# 90% Done!!!



## COSunflower (Dec 4, 2006)

I am 90% done with my spare room cleaning muck out.  I never would have tackled this without Ninn's encouragement. I have been putting it off for 3 YEARS!!!! It is now clean, organized and I only have 3-4 boxes to go thru in the morning. The back of my car is filled with stuff for the Goodwill. Next, on Wednesday, I will be recovering my couch cushions which have been piled in my computer room since January. My pups tore holes in them one day while I was at work.  I have filled the holes with stuffing and patched them with canvas and heavy duty fabric glue. I already have bought the denium to cover them with. I've just been putting off actually DOING it!!! It will be nice to have couches again.  I haven't figured out how to keep the dogs off them yet....Any ideas???


----------



## cow whisperer (May 3, 2007)

Congrats on getting your spare room cleaned out.... Doesn't it just feel great.... 

As far as keeping the dogs off the couch, I'm no help... You could cover the cushions w/ an old blanket... That way the dogs can't ruin them again.... and you can take the blanket off at anytime....


----------



## Ninn (Oct 28, 2006)

Actually, YES! I do have an idea! (whoda thunk it........lol) My step mom has a dog who is forever climbing up on the first brand new furniture she has ever owned. She went to the flea market and picked up several of those screens you stretch out in the window frames. She lays them out on the couch, fully stretched out, when she leaves the house. He HATES the noise it makes, the way they feel on his feet, everything about them. Stays right off that couch! She also bought an extra couch cushion covered in the same material for his bed and kept it in her room for a few days so it smelled like her. He sleeps on THAT cushion during the day!!

Congrats on the spare room! I'm so proud of you!!!!!!


----------



## Mid Tn Mama (May 11, 2002)

Ninn, that's a brilliant idea about the screen over the sofa. So easy to slip behind it when company comes.
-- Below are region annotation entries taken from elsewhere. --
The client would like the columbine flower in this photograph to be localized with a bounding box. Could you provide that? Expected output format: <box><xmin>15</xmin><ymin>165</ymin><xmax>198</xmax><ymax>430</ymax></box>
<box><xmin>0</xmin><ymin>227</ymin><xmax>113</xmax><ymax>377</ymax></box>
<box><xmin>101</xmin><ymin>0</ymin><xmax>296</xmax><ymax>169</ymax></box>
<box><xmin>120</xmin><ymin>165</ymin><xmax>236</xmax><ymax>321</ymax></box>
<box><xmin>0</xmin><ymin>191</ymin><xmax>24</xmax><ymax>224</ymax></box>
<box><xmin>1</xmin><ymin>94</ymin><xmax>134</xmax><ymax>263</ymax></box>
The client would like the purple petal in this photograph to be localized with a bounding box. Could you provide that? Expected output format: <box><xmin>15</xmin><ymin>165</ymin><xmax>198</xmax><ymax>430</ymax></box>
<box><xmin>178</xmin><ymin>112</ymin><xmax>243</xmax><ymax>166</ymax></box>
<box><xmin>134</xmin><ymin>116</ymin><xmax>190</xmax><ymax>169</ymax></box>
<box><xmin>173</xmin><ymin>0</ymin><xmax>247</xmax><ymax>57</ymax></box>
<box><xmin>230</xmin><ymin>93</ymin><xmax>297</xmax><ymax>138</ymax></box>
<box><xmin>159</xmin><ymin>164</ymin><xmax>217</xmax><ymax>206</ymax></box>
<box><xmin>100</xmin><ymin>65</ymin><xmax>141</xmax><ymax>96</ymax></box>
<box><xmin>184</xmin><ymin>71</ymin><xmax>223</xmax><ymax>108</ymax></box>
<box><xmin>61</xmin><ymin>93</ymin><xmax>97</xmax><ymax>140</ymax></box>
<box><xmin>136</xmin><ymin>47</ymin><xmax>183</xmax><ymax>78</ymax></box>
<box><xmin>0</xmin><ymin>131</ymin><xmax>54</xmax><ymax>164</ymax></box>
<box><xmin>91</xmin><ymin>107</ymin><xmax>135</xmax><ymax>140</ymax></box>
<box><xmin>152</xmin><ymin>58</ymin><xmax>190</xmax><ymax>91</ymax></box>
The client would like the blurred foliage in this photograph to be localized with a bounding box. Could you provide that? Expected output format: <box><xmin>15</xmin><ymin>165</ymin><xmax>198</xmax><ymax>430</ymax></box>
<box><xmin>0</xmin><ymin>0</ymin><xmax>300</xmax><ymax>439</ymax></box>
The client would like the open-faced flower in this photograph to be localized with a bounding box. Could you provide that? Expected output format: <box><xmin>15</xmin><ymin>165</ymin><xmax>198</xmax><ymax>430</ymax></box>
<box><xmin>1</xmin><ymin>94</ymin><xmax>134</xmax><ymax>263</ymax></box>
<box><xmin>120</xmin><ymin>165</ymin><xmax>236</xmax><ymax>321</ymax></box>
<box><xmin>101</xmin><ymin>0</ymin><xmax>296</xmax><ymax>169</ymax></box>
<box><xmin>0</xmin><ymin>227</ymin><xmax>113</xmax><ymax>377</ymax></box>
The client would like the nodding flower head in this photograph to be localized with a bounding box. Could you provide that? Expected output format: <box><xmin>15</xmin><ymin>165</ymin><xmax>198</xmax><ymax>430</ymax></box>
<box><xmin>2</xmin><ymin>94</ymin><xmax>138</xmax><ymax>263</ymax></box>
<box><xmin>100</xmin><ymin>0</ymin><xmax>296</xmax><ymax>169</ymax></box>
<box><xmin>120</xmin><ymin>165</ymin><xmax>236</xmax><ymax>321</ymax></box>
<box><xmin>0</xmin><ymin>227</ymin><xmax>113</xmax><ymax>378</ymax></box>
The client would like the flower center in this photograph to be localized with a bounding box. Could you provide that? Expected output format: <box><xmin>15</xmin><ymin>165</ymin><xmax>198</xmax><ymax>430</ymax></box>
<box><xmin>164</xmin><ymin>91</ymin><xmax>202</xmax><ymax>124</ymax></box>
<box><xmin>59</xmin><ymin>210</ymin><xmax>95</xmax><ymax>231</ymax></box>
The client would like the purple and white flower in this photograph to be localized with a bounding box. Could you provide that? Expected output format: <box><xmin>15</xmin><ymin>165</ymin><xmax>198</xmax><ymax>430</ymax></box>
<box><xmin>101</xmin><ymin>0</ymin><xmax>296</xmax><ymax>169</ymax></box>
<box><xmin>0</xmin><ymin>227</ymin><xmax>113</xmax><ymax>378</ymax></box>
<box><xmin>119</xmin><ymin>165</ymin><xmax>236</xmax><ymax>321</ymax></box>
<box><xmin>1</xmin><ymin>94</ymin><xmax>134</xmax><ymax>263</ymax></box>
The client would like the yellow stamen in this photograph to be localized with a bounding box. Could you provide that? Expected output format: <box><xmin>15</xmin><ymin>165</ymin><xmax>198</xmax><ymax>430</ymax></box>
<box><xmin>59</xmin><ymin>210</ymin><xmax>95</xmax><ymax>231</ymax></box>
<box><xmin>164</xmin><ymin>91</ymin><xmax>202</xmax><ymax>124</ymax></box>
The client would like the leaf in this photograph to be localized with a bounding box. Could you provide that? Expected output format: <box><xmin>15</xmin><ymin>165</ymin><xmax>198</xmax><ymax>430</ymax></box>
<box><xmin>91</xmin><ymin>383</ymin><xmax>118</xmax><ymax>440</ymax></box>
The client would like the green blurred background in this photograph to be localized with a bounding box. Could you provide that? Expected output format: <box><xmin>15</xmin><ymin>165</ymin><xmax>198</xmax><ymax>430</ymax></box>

Thanks for posting that.


----------



## COSunflower (Dec 4, 2006)

Great idea!!! Knowing my pups, they'll probably just pull the screens off but it is sure worth a try!!!! I'll do it! I also like the idea about the cushions for their beds but mine are still tearing things up. Matilda chews on things when she is nervour. And with her big Mastiff jaws - nothing lasts more than a few minutes! I'm always repairing their beds etc. I'll watch for cushions at yard sales - that way if I have to throw it away I'm not into too much $$$.  Thanks Ninn!!!


----------